Setelah kami selesai berlatih pedang, kami duduk-duduk diatas rerumputan sambil meminum air yang telah kami bawa dari istana tadi.
"Sekarang tanyakan apa yang sekiranya belum anda mengerti Putri? Sebaiknya tanya sekarang. Karena setelah di istana, saya tidak akan ketemu anda dengan leluasa." Abraham menyimpan pedang-pedang kami ke dalam sarungnya.
"Aku melihat kamu banyak memiliki kesamaan dengan Shem?" Masyayel memberikan pertanyaan.

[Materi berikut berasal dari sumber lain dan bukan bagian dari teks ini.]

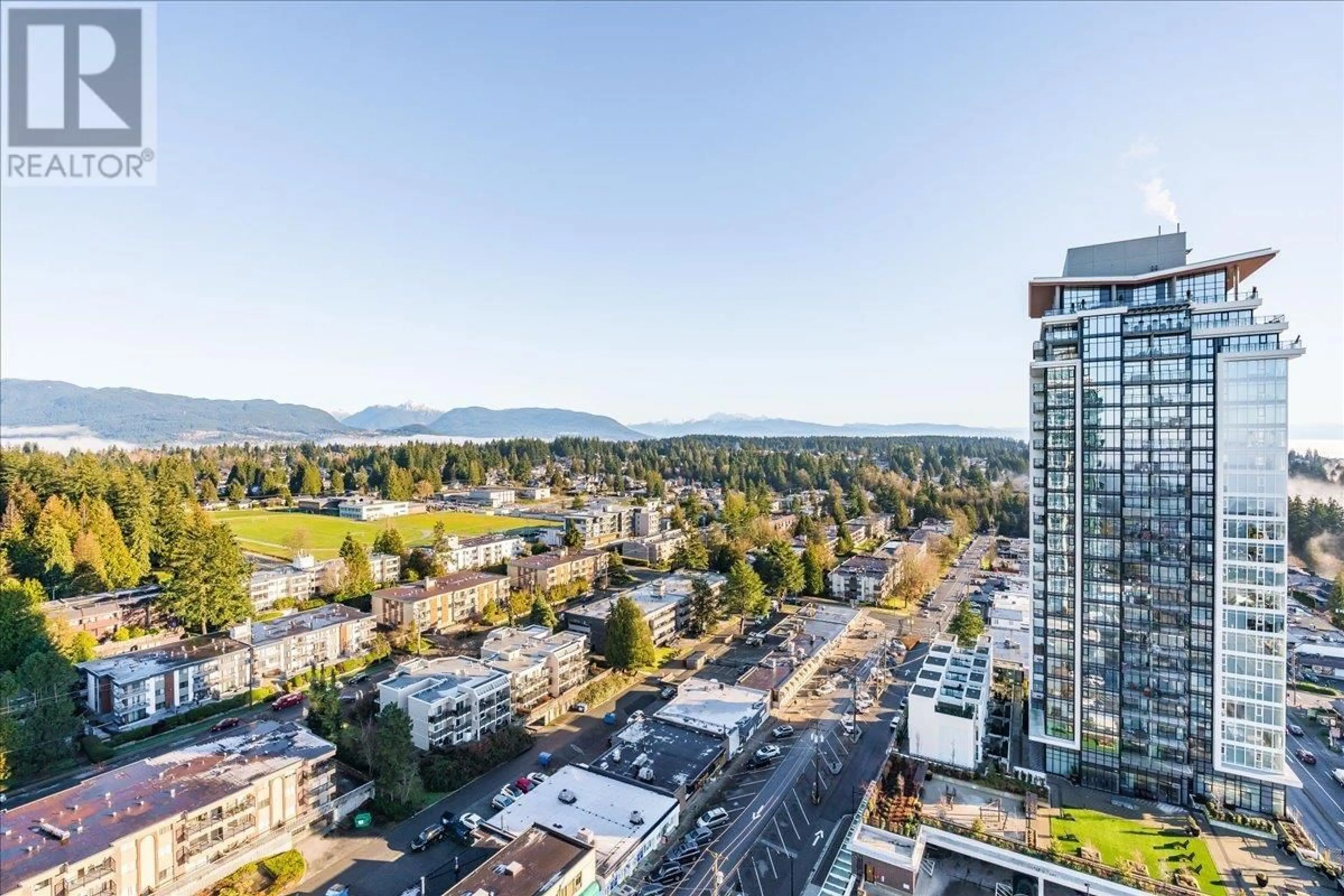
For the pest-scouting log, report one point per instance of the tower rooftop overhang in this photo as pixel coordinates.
(1041, 292)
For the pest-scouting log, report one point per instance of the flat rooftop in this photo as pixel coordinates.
(124, 801)
(439, 585)
(713, 706)
(530, 864)
(304, 622)
(604, 813)
(667, 755)
(139, 665)
(552, 561)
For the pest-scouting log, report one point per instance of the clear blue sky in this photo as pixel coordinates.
(662, 211)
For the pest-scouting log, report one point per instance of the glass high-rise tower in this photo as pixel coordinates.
(1159, 524)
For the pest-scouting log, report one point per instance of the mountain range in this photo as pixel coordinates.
(50, 409)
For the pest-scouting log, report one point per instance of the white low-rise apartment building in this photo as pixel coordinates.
(654, 550)
(541, 664)
(949, 703)
(176, 822)
(287, 647)
(451, 700)
(865, 578)
(440, 602)
(480, 551)
(368, 510)
(138, 688)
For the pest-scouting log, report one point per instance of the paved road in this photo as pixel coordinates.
(1320, 801)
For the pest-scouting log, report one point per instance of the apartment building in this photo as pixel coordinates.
(139, 688)
(480, 551)
(541, 664)
(451, 700)
(287, 647)
(1159, 524)
(441, 602)
(654, 550)
(666, 605)
(949, 703)
(865, 578)
(544, 572)
(174, 824)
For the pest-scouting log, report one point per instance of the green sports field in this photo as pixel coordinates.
(277, 532)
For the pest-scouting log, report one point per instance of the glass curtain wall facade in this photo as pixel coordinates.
(1159, 538)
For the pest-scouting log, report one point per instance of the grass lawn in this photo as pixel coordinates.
(272, 532)
(1117, 839)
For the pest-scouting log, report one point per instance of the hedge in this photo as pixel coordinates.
(447, 769)
(259, 695)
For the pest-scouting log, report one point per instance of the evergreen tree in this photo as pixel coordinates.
(706, 608)
(744, 594)
(359, 575)
(542, 613)
(630, 643)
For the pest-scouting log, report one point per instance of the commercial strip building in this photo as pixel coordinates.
(441, 602)
(541, 665)
(287, 647)
(173, 824)
(666, 605)
(539, 862)
(544, 572)
(865, 578)
(654, 550)
(949, 703)
(451, 700)
(729, 713)
(620, 821)
(1159, 524)
(802, 644)
(139, 688)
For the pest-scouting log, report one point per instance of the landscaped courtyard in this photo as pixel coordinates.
(1163, 848)
(281, 532)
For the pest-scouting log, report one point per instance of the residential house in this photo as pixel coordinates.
(139, 688)
(441, 602)
(541, 572)
(451, 700)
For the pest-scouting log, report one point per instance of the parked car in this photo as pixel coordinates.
(713, 819)
(430, 835)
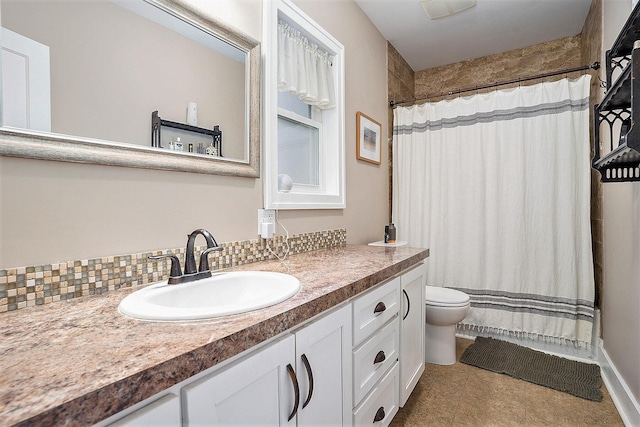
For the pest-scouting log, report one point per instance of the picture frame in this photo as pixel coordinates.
(368, 139)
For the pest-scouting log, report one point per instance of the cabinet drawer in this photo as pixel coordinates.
(382, 346)
(381, 405)
(162, 412)
(374, 309)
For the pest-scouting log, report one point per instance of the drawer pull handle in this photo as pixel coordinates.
(380, 307)
(307, 366)
(379, 415)
(408, 304)
(296, 389)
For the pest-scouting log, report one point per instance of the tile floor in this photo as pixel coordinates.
(463, 395)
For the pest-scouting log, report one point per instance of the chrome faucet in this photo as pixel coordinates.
(190, 272)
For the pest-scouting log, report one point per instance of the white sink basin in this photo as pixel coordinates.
(220, 295)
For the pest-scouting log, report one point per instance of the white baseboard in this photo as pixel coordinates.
(627, 406)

"Pertanyaan tentang latihan pedang, bukan pertanyaan lain Tuan Putri," jawab Abraham.
"Aku sudah paham dengan semua pelajaran yang telah kamu sampaika Abraham, yang aku belum paham adalah tentang dirimu. Entahlah kelihatan menarik sosok seorang Abraham, karena ... di Kerahaanku dulu, aku tidak mengenal seorang pamglima seperti dirimu yang sangat dekat dengan pangeran atau tuan putrinya. Aku tidak memiliki panglima khusus sepertimu," Masyayel memandang langit menerawang jauh. Dia memikirkan andai saja dirinya memiliki Panglima khusus seperti Abraham, pasti dirinya bisa terselamatkan dan dibawa pergi jauh dari mara bahaya, begitu juga adiknya, Pangeran Andrew. Mungkin saat ini masih hidup karena terlindungi.

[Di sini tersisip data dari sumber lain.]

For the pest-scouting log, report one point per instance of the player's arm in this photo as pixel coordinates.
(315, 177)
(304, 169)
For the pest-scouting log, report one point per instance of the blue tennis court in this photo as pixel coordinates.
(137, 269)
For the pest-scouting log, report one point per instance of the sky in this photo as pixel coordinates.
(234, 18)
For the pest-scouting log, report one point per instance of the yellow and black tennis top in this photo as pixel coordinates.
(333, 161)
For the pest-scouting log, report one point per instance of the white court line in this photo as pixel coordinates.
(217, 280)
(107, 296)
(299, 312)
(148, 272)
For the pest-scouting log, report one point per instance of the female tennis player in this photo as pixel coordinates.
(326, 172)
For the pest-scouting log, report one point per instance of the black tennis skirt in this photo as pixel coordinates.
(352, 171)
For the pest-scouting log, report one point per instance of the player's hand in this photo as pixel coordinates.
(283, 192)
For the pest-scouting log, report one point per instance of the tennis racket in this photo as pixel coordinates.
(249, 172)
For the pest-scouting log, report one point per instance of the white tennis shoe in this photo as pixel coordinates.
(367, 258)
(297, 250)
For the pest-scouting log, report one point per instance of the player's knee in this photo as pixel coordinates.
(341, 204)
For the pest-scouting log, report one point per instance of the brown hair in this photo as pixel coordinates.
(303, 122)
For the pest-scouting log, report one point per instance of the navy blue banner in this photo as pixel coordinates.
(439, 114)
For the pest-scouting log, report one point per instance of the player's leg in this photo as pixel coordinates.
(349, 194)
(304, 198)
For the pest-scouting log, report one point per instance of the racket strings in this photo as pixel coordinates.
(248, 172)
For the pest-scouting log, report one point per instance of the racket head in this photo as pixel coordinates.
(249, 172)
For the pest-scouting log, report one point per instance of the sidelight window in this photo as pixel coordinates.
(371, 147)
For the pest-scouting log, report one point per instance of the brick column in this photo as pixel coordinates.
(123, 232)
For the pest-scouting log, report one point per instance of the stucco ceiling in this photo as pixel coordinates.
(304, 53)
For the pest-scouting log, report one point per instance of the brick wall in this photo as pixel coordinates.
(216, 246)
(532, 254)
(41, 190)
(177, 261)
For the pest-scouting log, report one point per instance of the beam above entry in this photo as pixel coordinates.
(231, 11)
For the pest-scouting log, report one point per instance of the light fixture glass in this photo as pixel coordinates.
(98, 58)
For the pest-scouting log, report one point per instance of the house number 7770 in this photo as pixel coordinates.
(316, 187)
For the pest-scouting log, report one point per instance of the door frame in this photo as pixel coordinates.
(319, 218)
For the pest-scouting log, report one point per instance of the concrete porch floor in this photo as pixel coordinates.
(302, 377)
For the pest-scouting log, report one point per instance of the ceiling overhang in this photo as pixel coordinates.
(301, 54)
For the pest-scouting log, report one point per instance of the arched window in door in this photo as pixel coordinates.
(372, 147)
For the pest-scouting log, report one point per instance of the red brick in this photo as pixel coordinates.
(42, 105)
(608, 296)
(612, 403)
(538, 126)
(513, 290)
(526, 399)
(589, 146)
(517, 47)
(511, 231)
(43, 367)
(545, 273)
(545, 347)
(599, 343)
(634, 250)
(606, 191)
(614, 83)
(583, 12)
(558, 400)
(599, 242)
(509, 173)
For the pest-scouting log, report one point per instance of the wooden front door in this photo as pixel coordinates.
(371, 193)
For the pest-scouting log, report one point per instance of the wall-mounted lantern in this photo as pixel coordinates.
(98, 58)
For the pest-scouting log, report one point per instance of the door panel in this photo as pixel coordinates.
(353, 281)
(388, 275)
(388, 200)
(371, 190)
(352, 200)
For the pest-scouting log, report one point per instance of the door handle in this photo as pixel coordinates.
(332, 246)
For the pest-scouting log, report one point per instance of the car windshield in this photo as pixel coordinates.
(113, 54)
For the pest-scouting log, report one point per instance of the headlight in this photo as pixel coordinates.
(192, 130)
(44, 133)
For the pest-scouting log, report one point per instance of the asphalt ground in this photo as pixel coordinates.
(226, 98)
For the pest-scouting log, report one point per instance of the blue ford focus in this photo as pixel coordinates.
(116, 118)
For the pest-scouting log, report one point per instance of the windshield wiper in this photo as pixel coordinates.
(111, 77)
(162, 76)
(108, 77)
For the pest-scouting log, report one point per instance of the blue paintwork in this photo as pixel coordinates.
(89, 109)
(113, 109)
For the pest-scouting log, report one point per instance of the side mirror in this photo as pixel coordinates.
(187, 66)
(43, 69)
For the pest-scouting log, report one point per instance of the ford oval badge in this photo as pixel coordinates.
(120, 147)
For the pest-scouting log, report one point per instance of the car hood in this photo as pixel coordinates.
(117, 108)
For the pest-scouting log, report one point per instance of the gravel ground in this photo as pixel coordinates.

Pada saat Negeri aman dan damai ia dan keluarga kerajaan, tidak pernah memikirkan hak sepenting itu. Sekarang baru ia menyesal karena situasi ternyata tidak selamanya bisa aman dan tenteram. Masyayel menangis lagi mengingat keluarganya yang sekarang sudah tiada dan kerajaannya kocar-kacir seperti ini tak bersisa.
"Maafkan saya jika membuatmu menangis, apa kiranya yang bisa saya bantu Tuan Putri?" Abraham mulai mendekati gadis itu.
"Tidak, aku hanya tiba-tiba mengingat semua keluargaku yang sangat aku cintai. Kini telah tiada, aku hanya berfikir dan menyesal, seandainya aku memiliki panglima pribadi sepertimu pasti akan sekuat tenaga melindungi aku dan keluargaku. Panglima kerajaan kami tidak ada yang seperti dirimu Abraham," ucap Masyayel.
"Maafkan saya Tuan Putri, saya yang menyerang panglima anda," jawab Abraham.
"Bukan salahmu, memang Kerajaanku yang mencari gara-gara dengan kerjaan ini, kamu sudah semaksimal mungkin menyelamatkan aku bahkan mengorbankan nyawamu." Masyayel berkata.